The Pirates signed Gerrit Cole and Josh Bell? Yahtzee!
As expected, the Pittsburgh Pirates signed first overall pick Gerritt Cole before Monday’s deadline. Cole, arguably, is one of the best talents in the draft and will provide the organization another potential front-of-the-rotation starter to develop for the future. The team actually got a steal on him — even though his $8 million signing bonus was a team record, that amount actually is lower than the $10 million (or more) bonus most projected him to receive. Moreover, considering Scott Boras is his agent, it was assumed the pricetag would be even higher.
But the biggest caveat of Cole’s deal is the team somehow managed to get him on a minor-league contract. That is huge because it allows the team to control him for a much longer period of time than if they had signed him to a major-league contract. It allows them time to develop him and not have to carry the burden of paying him a salary above his skill level, which should in turn keep the team from rushing him to the majors to receive payback on its investment. Should Cole stay in the organization for the maximum time his contract allows, he won’t be a free agent until 2024. You can find a full breakdown of his contractual timeline here.
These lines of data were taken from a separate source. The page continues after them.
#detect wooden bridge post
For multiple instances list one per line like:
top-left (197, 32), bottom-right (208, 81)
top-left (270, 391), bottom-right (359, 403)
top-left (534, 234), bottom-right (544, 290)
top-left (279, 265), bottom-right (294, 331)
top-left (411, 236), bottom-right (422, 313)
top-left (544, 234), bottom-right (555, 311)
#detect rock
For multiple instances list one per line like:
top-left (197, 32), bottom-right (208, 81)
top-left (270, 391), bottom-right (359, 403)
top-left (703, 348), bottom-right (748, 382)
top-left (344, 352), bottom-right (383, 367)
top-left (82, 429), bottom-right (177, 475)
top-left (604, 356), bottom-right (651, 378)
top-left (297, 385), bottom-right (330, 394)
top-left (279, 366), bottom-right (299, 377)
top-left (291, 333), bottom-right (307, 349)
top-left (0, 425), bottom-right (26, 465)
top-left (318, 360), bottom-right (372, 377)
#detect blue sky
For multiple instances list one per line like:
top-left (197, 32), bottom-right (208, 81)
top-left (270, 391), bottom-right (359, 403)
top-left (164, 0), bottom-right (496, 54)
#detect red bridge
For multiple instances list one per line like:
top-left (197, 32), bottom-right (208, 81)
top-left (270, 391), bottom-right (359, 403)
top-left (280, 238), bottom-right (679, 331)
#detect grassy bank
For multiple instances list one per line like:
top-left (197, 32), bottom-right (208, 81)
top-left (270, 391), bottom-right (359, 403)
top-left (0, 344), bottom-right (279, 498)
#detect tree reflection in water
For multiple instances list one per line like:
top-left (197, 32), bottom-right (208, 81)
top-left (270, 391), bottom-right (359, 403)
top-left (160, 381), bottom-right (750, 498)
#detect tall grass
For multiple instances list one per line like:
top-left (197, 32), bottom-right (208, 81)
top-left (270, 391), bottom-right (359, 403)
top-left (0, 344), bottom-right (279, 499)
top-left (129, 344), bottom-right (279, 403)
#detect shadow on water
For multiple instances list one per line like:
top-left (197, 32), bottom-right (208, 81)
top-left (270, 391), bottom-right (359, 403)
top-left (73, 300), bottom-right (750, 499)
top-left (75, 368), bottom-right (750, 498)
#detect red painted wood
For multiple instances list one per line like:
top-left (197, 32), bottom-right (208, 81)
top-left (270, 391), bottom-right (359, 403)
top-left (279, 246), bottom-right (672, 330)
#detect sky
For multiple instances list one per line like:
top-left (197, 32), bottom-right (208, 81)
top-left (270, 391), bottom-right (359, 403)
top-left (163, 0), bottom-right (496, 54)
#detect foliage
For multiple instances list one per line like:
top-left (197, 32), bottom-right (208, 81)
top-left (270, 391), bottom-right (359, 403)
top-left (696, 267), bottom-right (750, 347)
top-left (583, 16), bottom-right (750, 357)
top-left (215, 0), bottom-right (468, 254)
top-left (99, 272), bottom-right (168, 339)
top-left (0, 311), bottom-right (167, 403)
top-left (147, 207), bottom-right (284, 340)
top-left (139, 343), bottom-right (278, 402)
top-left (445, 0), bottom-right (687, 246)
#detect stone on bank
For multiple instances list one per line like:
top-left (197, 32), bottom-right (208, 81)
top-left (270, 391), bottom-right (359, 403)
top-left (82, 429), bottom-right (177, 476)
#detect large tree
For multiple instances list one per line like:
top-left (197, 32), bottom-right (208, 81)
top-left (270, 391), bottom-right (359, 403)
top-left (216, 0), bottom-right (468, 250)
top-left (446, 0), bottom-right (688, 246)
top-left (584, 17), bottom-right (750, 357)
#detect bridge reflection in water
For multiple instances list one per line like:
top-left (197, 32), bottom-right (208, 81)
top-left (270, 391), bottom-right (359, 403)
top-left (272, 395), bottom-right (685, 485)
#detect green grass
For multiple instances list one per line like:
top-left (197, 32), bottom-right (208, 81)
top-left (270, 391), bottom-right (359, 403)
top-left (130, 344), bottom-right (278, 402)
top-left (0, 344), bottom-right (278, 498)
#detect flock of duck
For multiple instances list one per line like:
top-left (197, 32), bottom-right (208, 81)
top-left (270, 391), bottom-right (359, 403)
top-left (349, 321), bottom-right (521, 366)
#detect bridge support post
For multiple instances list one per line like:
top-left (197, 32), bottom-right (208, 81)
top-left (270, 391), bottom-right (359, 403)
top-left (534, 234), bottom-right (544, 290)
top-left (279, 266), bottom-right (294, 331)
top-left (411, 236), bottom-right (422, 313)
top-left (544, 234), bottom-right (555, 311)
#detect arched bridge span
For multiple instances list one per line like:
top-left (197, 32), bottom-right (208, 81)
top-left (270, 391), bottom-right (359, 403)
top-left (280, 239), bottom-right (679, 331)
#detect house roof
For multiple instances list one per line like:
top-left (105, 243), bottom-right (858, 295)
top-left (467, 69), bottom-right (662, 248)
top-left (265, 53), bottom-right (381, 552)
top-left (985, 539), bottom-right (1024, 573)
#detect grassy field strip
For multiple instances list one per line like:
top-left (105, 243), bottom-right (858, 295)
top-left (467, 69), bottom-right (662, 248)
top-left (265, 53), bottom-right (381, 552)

The team’s defeat of Boras plays second fiddle to the biggest surprise of the Pirates’ draft though — the signing of outfielder Josh Bell. Bell has enough talent to make him a top-10 pick, a top-five position player, and arguably the top outfield prospect in the 2011 draft. He has outstanding home run potential from both sides of the plate. (Jason Heyward is the most likely comparable player).
Bell dropped to the Pirates with the 60th pick because he also was considered to be the most unsignable player in the draft. He had made it clear to every team he intended to honor his commitment to the University of Texas and no amount of money would persuade him otherwise. The Pirates thought they could sign him once they showed him what the organization was about and where it was going and took the risk; $5 million later, he was theirs. The bonus represents the largest given to a second-round player, as well as the fourth largest in team history (behind Cole, Jameson Taillon and Pedro Alvarez).
True to their recent ways, the Pirates spent whatever amount of money was needed to add immense depth to their organization. Cole projects as a top-notch starter, and Bell finally provides them with a legitimate power bat to develop for the future. On top of those two, the team also was able to sign pitcher Clay Holmes, a ninth-round selection who was rated the 76th best prospect in the draft by Baseball America. Overall, the Pirates signed their top 10 selections, 24 of 50, and spent more than $17 million in this draft, topping the previous MLB record set by the team last year.